FACTORS CONTRIBUTING TO FAILURE:
On Wednesday, August 1, 2007, the I-35W Bridge suffered structural failure and collapsed into the
Mississippi River. The collapse happened at the height of rush hour with an estimated 100 cars on
the structure. The death toll counts 13 dead and 144 injured.
This bridge is considered to be a non-redundant structure. That is, if any one member fails then the
entire bridge can collapse. A key factor is that there are only four pylons holding up the main truss
arch. Any damage to any one pylon would result in a collapse of the bridge.

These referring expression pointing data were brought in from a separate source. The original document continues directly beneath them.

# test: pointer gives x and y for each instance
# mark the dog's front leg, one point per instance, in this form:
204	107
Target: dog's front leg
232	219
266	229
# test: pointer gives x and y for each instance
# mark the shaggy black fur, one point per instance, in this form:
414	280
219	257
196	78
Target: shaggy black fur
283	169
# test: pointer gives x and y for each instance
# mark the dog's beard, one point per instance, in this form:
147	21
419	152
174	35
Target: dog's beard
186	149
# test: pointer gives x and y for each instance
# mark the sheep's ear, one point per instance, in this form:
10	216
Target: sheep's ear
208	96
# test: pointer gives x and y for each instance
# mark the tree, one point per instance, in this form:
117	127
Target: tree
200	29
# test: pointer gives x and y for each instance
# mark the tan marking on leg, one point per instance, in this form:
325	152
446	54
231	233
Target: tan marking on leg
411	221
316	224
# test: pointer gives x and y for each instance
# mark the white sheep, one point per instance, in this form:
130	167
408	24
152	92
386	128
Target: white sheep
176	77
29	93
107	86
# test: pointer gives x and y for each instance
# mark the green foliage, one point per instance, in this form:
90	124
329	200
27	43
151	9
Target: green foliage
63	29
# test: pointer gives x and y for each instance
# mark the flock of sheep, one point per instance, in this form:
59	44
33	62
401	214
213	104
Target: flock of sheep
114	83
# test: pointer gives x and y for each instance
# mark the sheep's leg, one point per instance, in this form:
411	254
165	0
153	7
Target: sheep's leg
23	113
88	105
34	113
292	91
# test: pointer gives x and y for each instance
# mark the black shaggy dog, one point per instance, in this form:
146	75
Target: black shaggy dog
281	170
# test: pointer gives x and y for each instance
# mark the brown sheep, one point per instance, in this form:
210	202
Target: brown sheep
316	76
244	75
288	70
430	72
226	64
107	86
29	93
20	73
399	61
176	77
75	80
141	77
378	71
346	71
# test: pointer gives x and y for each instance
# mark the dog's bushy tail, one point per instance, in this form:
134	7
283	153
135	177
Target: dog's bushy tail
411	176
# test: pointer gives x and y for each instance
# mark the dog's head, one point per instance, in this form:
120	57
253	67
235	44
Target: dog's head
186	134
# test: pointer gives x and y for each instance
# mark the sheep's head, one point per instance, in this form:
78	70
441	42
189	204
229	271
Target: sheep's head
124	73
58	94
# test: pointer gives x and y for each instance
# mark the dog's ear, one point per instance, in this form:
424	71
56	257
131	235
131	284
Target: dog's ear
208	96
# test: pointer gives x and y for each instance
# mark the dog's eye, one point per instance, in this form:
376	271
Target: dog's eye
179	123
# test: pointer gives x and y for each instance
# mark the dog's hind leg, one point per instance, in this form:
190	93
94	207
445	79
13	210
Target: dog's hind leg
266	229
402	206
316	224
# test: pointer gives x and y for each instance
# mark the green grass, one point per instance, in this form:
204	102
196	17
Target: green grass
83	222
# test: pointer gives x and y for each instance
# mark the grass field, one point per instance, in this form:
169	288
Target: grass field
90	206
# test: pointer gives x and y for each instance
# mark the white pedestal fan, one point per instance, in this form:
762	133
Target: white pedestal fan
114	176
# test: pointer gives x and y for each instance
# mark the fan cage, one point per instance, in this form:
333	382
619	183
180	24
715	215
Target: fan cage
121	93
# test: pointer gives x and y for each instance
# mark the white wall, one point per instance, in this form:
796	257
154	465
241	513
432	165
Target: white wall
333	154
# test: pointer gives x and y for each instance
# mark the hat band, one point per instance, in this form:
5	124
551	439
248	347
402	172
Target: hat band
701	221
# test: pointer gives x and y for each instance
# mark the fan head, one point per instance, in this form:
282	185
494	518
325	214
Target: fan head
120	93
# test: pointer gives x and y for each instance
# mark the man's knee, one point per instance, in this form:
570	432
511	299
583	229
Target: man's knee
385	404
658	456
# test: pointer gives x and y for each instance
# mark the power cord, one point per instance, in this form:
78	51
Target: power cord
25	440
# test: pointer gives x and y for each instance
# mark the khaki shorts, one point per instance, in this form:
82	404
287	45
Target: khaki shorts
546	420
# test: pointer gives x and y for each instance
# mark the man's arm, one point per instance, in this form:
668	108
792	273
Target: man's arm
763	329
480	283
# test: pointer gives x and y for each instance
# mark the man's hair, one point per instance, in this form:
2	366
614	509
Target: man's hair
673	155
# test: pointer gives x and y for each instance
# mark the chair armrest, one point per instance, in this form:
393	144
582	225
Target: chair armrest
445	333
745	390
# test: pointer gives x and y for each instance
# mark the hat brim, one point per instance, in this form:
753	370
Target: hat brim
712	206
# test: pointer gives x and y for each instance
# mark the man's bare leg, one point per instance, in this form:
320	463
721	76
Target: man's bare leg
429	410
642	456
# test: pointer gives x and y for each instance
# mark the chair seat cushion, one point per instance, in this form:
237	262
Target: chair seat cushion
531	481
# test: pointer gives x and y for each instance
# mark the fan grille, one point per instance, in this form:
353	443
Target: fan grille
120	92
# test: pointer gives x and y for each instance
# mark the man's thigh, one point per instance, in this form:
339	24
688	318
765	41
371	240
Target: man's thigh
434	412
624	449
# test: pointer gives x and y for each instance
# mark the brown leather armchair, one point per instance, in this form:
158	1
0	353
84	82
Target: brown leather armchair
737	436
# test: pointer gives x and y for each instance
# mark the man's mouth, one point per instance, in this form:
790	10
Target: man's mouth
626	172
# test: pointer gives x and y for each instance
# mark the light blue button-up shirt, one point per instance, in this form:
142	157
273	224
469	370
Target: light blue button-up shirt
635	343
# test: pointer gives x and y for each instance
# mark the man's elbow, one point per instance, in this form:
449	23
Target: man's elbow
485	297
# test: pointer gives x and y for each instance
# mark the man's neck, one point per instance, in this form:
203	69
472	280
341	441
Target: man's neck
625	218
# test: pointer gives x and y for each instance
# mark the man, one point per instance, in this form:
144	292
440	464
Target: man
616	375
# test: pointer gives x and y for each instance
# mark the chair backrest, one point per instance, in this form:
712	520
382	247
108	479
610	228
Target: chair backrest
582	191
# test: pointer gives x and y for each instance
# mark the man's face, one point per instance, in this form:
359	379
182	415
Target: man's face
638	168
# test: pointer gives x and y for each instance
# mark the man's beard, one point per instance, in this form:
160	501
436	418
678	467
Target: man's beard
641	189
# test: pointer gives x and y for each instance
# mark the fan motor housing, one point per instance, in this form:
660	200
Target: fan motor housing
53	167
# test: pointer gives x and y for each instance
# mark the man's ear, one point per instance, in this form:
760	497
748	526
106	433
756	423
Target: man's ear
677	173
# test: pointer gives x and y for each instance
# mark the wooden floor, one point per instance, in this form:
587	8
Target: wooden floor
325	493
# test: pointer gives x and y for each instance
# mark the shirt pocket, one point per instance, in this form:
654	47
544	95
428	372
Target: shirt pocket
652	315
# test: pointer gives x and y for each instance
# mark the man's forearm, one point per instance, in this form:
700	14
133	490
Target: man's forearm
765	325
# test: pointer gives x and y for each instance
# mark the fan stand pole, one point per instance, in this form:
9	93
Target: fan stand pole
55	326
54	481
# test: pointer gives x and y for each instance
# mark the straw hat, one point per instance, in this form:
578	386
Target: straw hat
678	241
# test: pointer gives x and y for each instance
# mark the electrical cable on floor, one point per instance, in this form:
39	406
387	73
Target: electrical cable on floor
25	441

Previous inspections had noted that several steel girders had suffered fatigue cracks, numerous
fatigue cracks were also found in spans #3 – 5 and #9 – 10. The bride was declared by the US
Department of Transportation to be structurally deficient. However it was not considered to be
deficient enough to close it down.
The above photograph is a close-up of the southwest pier. There is a large build up of rust. On top of
the concrete pylon is a bridge bearing device. This device allows the bridge to slide back and forth as
the bridge expands and contracts during heating and cooling cycles. The bearings had failed on this
bridge years prior to the collapse resulting in additional loads being placed on the bridge as it was
prevented from moving freely.
An investigation into the collapse of the bridge revealed that the prime cause of failure was the
gusset plates. These are used to connect the steel girders in the trusses together. They were
undersized and inadequate to deal with increased loads the bridge had to support over time.

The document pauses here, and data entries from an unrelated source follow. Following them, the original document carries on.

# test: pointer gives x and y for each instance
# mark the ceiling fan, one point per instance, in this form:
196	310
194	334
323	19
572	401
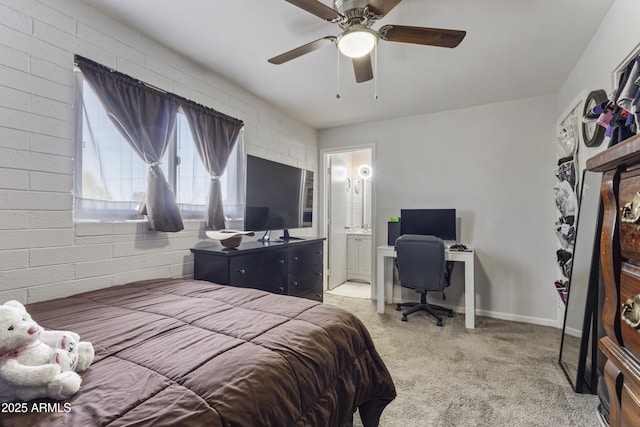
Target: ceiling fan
357	40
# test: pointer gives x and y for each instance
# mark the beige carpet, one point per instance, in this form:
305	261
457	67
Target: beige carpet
499	374
353	290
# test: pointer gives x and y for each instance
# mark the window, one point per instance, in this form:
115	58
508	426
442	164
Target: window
110	181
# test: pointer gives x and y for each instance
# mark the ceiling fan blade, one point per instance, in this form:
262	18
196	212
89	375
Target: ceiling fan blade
317	8
302	50
362	67
421	35
382	7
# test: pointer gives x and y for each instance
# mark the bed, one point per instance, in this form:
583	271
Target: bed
191	353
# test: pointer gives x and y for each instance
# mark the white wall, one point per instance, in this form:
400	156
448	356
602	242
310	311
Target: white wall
495	165
617	36
43	253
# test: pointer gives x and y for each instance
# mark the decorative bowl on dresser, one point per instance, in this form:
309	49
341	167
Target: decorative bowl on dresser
620	258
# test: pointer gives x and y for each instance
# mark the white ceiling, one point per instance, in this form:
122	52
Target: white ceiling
513	49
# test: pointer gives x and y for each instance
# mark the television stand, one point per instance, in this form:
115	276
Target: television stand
284	238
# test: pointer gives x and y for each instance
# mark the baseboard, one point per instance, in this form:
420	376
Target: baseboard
502	316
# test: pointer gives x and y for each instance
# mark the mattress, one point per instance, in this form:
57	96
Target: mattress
191	353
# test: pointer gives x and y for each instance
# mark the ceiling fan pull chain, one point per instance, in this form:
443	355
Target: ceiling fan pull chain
375	73
338	75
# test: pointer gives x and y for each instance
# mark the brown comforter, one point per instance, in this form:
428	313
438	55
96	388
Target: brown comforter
192	353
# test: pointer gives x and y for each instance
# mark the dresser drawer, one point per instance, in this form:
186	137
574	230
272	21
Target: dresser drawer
253	270
304	256
629	231
308	280
629	289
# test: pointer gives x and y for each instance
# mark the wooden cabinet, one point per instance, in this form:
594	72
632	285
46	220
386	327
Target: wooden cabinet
289	268
620	255
359	257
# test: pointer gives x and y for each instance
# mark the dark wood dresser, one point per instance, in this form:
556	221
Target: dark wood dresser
289	268
620	258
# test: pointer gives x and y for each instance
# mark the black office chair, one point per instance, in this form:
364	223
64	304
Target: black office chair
422	266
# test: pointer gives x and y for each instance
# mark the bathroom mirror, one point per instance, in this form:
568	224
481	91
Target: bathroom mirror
578	348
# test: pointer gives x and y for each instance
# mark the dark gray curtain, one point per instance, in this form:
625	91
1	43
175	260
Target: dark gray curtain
215	135
146	118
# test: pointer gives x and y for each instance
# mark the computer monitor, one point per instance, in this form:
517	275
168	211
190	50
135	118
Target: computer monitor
436	222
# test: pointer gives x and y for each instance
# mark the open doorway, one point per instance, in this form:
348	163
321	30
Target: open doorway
348	209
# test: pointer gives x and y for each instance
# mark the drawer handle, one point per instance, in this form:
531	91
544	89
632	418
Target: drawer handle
630	212
631	312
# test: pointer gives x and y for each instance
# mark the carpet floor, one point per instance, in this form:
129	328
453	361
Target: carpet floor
500	374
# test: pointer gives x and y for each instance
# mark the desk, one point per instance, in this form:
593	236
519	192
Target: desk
384	279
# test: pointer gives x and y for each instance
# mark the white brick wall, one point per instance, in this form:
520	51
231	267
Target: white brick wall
43	253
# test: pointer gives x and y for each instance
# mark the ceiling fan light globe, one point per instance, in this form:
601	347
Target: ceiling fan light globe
357	43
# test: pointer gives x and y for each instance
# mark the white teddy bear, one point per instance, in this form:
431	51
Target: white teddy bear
35	363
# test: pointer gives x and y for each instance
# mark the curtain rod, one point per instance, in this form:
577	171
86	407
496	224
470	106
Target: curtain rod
209	110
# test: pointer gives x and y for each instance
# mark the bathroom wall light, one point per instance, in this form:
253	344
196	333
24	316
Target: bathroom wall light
364	171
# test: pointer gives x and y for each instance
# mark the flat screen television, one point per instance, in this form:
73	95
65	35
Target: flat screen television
278	197
436	222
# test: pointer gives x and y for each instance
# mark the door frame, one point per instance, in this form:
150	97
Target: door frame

Other possible factors include the construction work which was underway on the bridge at the time,
as four of the lanes were closed for resurfacing and heavy construction equipment was operating on
the deck, and the accumulation of pigeon droppings on some members and joints, which had been
mentioned in previous bridge inspection reports. It had been suggested that pigeon droppings
accelerate the oxidising process of steel, and would therefore cause increased weakening of the
material over an extended period of time.

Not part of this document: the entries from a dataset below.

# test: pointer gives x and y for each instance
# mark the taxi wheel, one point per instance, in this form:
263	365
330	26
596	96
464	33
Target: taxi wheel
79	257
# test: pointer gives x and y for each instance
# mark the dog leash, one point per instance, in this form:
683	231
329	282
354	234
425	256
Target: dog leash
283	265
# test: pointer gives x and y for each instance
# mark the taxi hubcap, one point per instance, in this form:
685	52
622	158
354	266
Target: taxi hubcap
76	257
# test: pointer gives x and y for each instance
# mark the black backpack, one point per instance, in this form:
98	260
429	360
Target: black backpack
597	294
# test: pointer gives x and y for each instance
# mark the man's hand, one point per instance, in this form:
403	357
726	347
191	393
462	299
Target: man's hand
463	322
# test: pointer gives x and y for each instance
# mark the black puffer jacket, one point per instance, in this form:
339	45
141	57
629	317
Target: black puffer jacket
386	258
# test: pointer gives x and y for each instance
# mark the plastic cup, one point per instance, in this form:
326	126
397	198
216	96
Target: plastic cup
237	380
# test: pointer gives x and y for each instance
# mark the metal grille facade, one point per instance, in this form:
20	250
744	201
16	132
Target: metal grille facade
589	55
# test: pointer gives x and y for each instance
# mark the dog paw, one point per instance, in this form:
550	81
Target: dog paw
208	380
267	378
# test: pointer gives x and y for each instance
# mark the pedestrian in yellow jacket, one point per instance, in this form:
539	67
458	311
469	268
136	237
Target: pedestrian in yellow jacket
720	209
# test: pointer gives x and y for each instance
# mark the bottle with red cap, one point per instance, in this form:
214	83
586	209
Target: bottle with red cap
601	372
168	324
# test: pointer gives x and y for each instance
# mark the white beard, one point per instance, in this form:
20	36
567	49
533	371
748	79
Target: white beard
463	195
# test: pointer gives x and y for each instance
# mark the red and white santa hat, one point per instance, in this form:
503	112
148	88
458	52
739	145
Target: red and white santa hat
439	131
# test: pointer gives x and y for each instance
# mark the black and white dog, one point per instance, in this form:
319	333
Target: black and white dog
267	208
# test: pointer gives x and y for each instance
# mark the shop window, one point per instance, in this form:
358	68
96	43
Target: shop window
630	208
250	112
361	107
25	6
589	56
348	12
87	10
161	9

http://www.theglobeandmail.com/v5/content/pdf/_done_0802bridge_800.jpg
CONCLUSION
The failure of this bridge highlighted a number of shortcomings in the US system of both design and
subsequent inspection procedures. The bridge had been designed for a 50 year lifespan, a practice
which was brought into question by the events of August, 2007. The extent of the corrosion on
portions of the bridge including, significantly, the expansion bearings also points towards the use of
under-specified steel or inadequate protection.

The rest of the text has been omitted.